Im OpenSSH-Server, der Bestandteil von FreeBSD ist, wurde eine Schwachstelle (CVE-2024-7589) entdeckt, die Remote-Code-Ausführung mit Root-Rechten ohne Authentifizierung erlaubt. Diese Schwachstelle ist eine Variante des im Juli entdeckten Problems in OpenSSH (CVE-2024-6387) und wird ebenfalls durch einen Race Condition verursacht, die aus der Ausführung von Funktionen im Signal-Handler resultiert, die nicht für asynchrone Aufrufe vorgesehen sind.
Die Entwickler von FreeBSD haben die ursprüngliche Schwachstelle im Juli sofort nach der Ankündigung behoben, aber das Fixing deckte nicht alle möglichen Angriffsvektoren ab.

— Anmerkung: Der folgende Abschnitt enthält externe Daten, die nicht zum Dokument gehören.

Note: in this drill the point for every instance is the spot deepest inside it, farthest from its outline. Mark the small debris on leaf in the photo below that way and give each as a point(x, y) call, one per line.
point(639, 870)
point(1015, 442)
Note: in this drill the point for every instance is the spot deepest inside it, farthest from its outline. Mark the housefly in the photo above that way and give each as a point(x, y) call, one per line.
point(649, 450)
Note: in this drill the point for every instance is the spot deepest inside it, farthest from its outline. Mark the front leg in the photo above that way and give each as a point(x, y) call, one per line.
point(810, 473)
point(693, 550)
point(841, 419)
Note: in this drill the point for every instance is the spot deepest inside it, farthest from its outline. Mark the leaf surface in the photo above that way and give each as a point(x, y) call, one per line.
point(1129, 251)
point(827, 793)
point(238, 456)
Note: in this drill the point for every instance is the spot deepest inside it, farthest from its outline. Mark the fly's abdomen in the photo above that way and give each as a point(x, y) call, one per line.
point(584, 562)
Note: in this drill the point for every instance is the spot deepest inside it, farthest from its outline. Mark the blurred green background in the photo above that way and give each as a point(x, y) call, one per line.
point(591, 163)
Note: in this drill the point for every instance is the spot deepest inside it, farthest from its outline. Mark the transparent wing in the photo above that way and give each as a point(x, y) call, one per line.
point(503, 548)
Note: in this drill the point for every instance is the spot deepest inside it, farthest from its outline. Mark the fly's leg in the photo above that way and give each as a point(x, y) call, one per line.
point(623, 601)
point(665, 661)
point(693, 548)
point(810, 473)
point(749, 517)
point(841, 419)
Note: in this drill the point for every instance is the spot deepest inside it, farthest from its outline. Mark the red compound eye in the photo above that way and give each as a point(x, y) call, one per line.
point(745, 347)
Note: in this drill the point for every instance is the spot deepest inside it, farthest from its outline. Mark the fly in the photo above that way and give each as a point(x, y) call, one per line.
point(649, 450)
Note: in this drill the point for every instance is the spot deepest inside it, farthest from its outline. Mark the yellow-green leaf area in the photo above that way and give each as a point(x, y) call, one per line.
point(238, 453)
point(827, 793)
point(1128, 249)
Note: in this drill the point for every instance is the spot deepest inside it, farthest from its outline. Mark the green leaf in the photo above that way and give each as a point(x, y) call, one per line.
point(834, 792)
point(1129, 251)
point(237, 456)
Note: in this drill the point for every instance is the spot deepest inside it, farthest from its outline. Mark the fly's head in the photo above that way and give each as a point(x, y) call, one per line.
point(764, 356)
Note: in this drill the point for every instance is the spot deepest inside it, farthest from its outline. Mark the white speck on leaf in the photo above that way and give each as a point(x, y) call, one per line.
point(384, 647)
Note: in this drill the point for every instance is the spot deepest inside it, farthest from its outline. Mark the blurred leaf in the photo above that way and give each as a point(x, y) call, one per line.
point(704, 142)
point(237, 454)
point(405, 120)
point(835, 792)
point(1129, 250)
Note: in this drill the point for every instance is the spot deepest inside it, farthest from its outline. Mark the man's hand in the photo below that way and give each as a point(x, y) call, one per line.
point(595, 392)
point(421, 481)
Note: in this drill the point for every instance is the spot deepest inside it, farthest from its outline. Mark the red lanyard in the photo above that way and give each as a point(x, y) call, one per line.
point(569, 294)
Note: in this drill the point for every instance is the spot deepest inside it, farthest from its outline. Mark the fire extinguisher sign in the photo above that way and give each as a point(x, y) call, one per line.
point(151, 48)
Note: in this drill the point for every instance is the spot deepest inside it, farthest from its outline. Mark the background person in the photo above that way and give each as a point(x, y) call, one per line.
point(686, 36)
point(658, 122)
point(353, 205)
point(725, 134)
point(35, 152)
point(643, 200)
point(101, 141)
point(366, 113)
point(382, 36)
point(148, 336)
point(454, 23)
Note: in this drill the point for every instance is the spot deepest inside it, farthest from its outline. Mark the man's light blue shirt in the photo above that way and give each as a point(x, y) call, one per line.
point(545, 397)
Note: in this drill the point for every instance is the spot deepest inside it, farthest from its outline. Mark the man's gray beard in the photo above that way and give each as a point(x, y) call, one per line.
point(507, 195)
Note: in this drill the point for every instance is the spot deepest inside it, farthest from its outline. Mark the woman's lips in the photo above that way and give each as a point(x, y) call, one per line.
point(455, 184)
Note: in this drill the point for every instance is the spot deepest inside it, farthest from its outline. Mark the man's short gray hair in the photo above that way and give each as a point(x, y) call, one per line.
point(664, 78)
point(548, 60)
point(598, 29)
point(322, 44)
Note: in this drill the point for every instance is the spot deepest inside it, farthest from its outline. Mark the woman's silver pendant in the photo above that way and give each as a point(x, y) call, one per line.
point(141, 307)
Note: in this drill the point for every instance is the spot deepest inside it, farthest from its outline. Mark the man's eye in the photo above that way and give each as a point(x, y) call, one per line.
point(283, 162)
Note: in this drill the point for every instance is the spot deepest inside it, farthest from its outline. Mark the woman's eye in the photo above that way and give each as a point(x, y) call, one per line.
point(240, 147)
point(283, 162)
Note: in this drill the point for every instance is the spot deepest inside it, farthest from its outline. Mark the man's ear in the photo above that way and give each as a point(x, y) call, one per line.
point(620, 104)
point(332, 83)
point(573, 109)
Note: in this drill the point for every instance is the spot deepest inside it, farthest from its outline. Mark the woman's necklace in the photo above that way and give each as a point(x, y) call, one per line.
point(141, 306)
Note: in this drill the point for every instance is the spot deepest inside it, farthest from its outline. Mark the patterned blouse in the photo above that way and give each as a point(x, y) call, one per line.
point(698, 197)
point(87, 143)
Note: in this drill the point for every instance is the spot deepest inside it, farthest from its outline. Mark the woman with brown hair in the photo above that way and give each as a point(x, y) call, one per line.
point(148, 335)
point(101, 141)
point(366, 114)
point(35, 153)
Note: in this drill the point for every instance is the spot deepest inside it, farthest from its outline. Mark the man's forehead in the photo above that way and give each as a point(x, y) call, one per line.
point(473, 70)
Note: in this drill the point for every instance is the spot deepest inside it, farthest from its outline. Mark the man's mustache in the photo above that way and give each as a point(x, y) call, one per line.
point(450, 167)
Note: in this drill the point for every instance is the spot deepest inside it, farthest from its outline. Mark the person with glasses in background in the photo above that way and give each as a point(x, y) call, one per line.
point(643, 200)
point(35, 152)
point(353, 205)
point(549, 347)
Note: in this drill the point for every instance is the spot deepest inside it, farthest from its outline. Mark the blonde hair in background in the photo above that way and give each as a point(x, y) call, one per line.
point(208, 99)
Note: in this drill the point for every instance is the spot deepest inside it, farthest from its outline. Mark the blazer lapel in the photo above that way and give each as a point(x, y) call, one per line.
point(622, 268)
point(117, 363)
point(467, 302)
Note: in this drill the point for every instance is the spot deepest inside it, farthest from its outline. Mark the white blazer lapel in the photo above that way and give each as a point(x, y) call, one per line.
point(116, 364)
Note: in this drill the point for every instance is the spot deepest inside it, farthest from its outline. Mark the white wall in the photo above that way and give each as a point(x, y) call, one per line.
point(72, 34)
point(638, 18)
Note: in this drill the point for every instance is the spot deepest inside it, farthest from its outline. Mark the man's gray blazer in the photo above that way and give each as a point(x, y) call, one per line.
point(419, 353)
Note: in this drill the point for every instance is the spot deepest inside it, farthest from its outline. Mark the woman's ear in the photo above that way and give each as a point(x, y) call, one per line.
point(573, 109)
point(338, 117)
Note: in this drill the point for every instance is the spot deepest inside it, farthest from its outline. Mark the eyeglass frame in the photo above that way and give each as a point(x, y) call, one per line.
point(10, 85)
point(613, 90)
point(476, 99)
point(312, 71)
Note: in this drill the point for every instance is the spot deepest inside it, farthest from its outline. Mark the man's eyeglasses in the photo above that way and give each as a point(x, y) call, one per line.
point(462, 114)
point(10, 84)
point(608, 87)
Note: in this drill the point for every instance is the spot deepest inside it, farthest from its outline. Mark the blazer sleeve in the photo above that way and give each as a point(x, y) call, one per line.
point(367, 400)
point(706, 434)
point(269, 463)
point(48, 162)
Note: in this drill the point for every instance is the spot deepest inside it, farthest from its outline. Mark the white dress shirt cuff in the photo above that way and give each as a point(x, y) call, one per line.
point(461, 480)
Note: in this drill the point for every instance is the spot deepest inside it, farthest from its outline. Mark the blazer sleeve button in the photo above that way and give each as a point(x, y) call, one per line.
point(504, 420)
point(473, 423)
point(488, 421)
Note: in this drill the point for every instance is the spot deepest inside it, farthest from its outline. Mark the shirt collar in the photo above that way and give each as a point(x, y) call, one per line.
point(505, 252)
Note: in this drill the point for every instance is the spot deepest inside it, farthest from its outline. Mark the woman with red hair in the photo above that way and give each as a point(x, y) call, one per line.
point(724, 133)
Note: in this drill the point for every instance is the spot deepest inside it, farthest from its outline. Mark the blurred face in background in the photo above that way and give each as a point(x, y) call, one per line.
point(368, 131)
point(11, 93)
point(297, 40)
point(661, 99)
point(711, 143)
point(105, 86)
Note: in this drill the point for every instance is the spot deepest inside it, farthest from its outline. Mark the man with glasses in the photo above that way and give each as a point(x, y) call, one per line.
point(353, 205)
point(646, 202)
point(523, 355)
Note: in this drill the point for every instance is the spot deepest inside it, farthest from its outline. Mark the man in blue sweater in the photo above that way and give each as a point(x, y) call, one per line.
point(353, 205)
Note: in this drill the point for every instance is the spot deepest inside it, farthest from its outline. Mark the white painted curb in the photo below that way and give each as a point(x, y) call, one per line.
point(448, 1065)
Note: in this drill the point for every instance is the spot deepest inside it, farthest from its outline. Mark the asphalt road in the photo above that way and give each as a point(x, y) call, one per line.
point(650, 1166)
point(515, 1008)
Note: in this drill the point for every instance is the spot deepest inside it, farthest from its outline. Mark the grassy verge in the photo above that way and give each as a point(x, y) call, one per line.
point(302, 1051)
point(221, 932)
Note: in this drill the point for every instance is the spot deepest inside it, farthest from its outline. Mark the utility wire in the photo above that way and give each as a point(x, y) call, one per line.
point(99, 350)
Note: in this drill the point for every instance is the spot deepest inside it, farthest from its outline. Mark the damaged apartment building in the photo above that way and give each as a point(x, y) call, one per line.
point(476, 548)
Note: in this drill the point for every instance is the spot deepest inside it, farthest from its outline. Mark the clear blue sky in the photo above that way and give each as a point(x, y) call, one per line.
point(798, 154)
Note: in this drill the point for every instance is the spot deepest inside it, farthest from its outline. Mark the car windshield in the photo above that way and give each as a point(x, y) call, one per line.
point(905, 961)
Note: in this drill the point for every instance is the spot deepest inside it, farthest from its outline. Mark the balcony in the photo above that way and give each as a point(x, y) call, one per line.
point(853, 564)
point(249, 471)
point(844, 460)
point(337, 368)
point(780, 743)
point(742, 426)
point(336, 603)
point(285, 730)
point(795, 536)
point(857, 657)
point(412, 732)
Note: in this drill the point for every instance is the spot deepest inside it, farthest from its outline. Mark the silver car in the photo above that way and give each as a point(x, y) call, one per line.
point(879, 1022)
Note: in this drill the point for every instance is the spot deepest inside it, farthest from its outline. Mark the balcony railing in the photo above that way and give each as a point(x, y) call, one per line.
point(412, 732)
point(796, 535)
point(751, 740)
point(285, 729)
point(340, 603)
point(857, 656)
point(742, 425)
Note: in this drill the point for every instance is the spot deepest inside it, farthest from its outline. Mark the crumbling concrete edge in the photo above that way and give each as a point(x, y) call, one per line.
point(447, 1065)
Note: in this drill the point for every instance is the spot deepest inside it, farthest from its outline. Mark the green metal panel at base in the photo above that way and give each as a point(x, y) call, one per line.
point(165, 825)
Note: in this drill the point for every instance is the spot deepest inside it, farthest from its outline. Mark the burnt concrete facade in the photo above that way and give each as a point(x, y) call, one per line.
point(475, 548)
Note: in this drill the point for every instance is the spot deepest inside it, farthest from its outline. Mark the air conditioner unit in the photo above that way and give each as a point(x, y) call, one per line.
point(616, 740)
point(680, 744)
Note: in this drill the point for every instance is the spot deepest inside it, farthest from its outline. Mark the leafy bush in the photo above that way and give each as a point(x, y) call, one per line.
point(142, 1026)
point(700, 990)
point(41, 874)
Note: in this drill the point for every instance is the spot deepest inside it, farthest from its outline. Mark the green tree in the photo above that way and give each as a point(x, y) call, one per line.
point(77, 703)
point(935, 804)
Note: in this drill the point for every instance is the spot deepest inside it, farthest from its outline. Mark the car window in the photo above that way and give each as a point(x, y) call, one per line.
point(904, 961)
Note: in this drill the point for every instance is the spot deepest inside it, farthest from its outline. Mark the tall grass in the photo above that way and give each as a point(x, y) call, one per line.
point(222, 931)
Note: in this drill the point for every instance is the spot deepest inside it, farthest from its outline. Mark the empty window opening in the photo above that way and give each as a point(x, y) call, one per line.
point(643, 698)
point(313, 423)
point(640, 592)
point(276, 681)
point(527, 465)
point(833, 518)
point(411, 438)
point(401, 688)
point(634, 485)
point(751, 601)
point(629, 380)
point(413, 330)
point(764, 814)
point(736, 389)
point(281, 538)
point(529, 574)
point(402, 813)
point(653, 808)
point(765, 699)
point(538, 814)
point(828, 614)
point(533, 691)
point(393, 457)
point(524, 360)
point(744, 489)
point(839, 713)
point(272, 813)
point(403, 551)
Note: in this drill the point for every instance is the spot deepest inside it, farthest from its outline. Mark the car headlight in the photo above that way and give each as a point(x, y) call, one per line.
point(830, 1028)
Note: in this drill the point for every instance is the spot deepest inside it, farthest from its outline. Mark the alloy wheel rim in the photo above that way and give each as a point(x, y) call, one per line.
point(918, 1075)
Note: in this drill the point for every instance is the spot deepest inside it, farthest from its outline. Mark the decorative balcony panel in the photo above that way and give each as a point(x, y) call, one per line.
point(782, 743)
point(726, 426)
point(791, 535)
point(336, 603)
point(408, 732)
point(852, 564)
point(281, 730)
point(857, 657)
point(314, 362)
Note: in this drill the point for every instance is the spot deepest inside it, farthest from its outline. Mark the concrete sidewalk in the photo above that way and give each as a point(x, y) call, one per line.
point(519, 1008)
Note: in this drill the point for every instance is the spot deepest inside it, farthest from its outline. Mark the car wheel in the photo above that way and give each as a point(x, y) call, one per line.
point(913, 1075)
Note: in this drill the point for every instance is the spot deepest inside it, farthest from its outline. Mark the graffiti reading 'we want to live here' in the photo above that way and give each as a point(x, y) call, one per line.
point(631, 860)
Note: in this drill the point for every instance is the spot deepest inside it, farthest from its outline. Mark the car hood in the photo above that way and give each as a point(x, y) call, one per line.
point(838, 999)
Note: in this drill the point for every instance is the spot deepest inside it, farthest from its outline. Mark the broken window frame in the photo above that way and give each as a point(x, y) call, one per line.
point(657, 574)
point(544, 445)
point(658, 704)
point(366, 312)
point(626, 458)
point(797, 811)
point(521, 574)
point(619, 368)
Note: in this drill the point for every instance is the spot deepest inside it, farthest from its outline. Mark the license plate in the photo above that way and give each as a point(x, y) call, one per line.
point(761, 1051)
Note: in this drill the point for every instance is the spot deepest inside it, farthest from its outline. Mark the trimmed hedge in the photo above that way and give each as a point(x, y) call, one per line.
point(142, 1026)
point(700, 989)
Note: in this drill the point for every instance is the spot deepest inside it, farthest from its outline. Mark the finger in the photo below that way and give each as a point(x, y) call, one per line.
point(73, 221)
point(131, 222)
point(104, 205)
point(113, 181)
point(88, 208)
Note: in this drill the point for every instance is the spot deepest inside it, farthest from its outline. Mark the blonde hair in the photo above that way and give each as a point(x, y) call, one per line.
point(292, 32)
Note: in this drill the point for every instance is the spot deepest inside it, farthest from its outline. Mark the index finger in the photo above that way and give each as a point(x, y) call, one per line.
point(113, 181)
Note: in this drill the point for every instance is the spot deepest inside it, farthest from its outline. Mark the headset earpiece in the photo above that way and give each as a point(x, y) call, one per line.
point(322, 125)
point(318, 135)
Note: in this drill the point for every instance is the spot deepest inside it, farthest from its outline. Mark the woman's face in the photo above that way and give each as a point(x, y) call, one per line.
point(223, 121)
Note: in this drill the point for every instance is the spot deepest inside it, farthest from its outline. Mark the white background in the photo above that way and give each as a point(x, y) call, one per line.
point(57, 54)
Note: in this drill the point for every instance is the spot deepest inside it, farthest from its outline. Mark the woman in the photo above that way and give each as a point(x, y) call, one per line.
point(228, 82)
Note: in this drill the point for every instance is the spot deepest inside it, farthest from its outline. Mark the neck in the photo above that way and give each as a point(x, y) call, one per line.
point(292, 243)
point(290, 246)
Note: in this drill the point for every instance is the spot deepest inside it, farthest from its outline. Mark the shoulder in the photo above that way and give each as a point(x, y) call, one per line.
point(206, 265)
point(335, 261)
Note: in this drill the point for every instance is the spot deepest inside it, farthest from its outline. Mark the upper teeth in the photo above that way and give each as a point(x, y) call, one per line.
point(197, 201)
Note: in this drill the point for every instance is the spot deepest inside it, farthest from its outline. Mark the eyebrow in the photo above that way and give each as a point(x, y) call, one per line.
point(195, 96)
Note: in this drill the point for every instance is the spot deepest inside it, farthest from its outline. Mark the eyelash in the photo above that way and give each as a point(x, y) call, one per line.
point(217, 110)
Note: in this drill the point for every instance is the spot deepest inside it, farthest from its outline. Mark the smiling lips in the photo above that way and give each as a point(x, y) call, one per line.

Die Behebung bestand darin, den Aufruf der Funktion sshlogv, die dynamisch Speicher allokiert, zu deaktivieren, was bei asynchroner Ausführung zu einer Beschädigung interner malloc-Strukturen führen könnte, wenn der SIGALRM-Signal-Handler während der Ausführung bestimmter Codes ausgelöst wird. Es stellte sich heraus, dass ein ähnliches Problem in einem für FreeBSD spezifischen Aufruf der Funktion blacklist_notify auftrat, die die Integration mit dem Hintergrundprozess blacklistd ermöglicht.
Neben der Anwendung des Patches kann die Schwachstelle durch das Setzen des Parameters „LoginGraceTime=0“ in /etc/ssh/sshd_config blockiert werden. Allerdings erleichtert das Deaktivieren des Timeouts die Einleitung eines Denial-of-Service-Angriffs, wenn eine große Anzahl von Verbindungen, die die über den Parameter MaxStartups festgelegten Grenzen überschreiten, hergestellt wird.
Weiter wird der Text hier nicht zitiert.